Alors, par voie terrestre, mais où ? Comme vous le savez, il y avait une opération européenne, EUBAM à Rafah, c'est-à-dire à la frontière égyptienne. Ce passage égyptien était aménagé pour les personnes et non pas pour les véhicules. Il faudrait peut-être que le mandat d'EUBAM soit étendu à d'autres points de passage. Ce ne sont pour l'instant que des hypothèses - mais formulées à 27 et avec le représentant du Quartet, ce qui est un gage de solidité et d'unité. Y aurait-il d'autres points de passage ? Pour le moment, ce n'est pas précisé, du moins le nombre de camions autorisés aujourd'hui - n'est pas suffisant pour ravitailler Gaza. Ce que nous voulons faire, notre désir et notre détermination, c'est soulager la vie quotidienne des habitants de Gaza, leur donner de l'air. Il y de nombreux obstacles dont le consentement israélien mais je crois que c'est en bonne voie. Il y a les trafiquants qui utilisent des tunnels. Ils font payer à chaque instant une contribution particulière qui renchérit le prix des marchandises. C'est une économie de marché noir qui existe dans tous les endroits assiégés mais dans ce cas, c'est devenu une vraie industrie.

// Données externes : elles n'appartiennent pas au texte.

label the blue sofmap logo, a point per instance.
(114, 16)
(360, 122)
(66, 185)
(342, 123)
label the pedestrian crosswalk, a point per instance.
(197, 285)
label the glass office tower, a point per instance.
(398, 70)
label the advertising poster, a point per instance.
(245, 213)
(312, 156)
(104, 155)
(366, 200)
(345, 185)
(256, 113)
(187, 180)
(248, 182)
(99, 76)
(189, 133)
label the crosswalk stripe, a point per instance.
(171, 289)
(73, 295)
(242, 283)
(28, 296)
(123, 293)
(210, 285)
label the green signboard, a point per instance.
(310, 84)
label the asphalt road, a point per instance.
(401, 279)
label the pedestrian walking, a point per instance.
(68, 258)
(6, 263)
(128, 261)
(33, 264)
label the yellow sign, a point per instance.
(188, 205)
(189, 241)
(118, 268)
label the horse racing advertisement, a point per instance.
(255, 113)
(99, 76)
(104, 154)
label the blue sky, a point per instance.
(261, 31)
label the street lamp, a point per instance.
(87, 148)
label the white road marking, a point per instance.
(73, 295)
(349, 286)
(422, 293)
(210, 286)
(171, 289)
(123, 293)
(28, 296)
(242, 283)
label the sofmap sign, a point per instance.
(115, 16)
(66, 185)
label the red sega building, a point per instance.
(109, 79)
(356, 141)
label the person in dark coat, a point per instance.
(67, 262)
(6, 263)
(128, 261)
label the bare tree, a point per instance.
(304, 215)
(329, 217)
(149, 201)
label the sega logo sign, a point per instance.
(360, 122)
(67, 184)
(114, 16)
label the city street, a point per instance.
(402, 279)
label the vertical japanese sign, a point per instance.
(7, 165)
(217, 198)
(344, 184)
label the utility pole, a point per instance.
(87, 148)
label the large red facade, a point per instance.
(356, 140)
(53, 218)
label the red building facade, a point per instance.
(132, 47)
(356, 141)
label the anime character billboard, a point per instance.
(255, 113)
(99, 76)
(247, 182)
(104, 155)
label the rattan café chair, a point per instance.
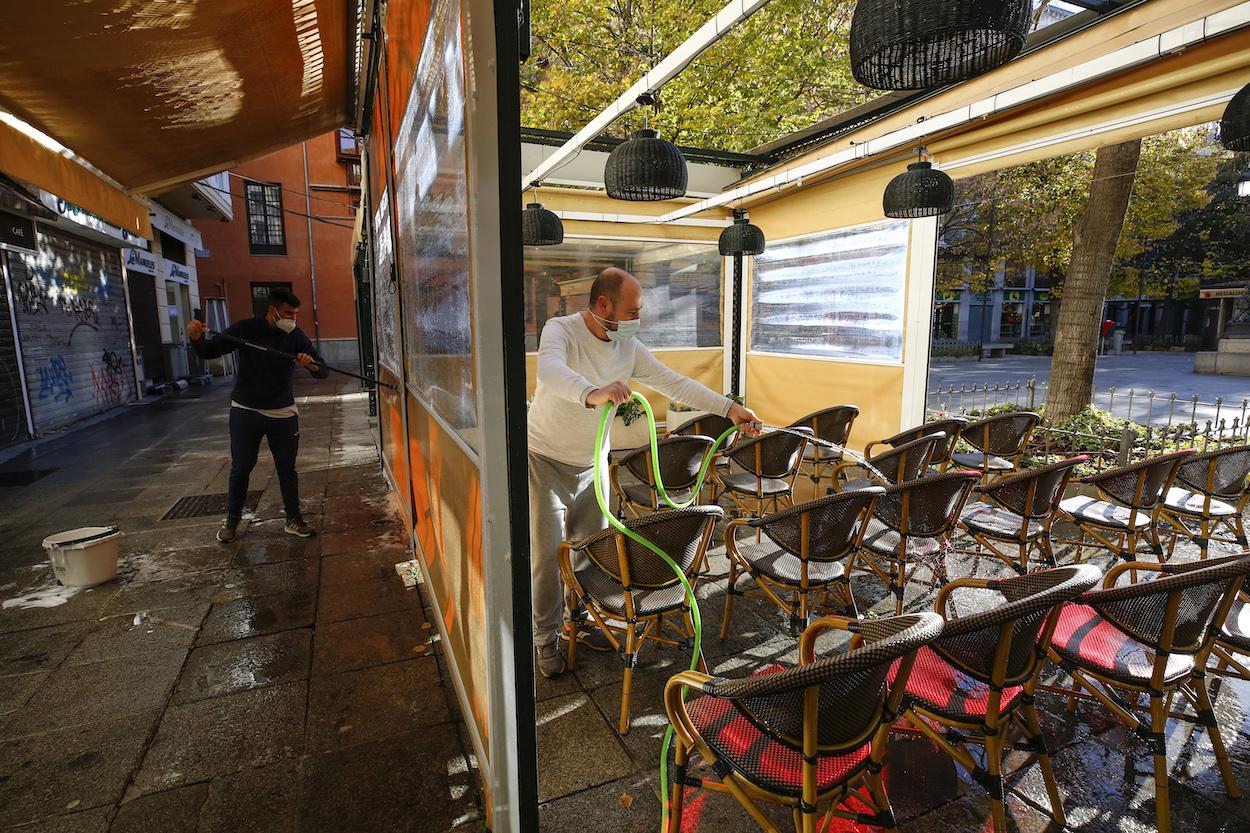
(764, 470)
(1131, 499)
(999, 443)
(941, 457)
(911, 528)
(680, 460)
(976, 681)
(629, 590)
(804, 737)
(1213, 492)
(898, 464)
(831, 425)
(1153, 639)
(799, 554)
(1019, 510)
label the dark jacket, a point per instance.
(264, 380)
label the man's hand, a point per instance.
(746, 418)
(195, 330)
(616, 393)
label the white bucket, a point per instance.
(84, 557)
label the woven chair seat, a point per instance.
(1190, 503)
(1236, 627)
(784, 567)
(998, 522)
(640, 494)
(758, 757)
(885, 542)
(970, 460)
(1091, 643)
(746, 483)
(610, 595)
(1104, 513)
(939, 687)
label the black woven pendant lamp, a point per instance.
(920, 44)
(741, 238)
(1235, 124)
(919, 191)
(645, 168)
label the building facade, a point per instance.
(293, 227)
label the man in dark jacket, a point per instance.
(261, 404)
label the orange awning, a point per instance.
(158, 93)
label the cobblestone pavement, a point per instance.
(271, 684)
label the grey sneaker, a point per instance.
(550, 659)
(296, 527)
(589, 637)
(229, 530)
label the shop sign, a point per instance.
(141, 262)
(18, 233)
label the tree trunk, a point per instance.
(1080, 315)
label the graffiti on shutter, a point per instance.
(71, 320)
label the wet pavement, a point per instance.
(589, 771)
(273, 684)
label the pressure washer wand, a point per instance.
(270, 350)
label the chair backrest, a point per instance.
(708, 424)
(1035, 493)
(1004, 644)
(950, 428)
(926, 508)
(830, 424)
(853, 687)
(775, 454)
(1140, 485)
(680, 459)
(1175, 613)
(824, 529)
(1220, 474)
(908, 460)
(1003, 435)
(683, 534)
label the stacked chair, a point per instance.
(999, 443)
(800, 553)
(629, 590)
(1128, 508)
(800, 738)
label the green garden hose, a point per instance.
(685, 583)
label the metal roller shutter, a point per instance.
(74, 330)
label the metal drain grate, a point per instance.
(23, 478)
(201, 505)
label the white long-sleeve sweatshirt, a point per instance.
(571, 364)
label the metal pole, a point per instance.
(308, 212)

S'agissant d'un autre sujet, celui de l'enquête sur l'opération israélienne contre la flottille, l'ONU, mais aussi la France, avaient exprimé la nécessité, d'une participation internationale, d'une enquête qui, nécessairement, dépasserait le cadre d'une enquête israélienne. Pour le moment, nous en sommes, comme l'ont demandé les Etats-Unis, le président Obama, à la participation éventuelle de deux observateurs internationaux. Cela n'a pas encore été annoncé. Pour l'instant, il y a une commission d'enquête israélienne qui comprend déjà un juriste estimable et de grande expérience.

Vous connaissez notre condamnation des violences et notre soutien aux habitants de Gaza. Vous connaissez notre détermination renforcée et notre conviction de la nécessité de deux Etats : un Etat palestinien, au plus vite, aux côtés de l'Etat israélien. A propos de l'Etat palestinien, nous avons fait ajouter que parmi les produits qui devaient pouvoir entrer à Gaza, figuraient en particulier ceux issus de Cisjordanie, et du travail même des Palestiniens. Cela aussi est intéressant quand on connaît les chiffres de la croissance qui n'y est pas la même - c'est le moins que l'on puisse dire.

Si des points de passage terrestres s'ouvrent, les conclusions précisent qu'ils seraient directement administrés par les Israéliens en coopération avec l'Autorité palestinienne.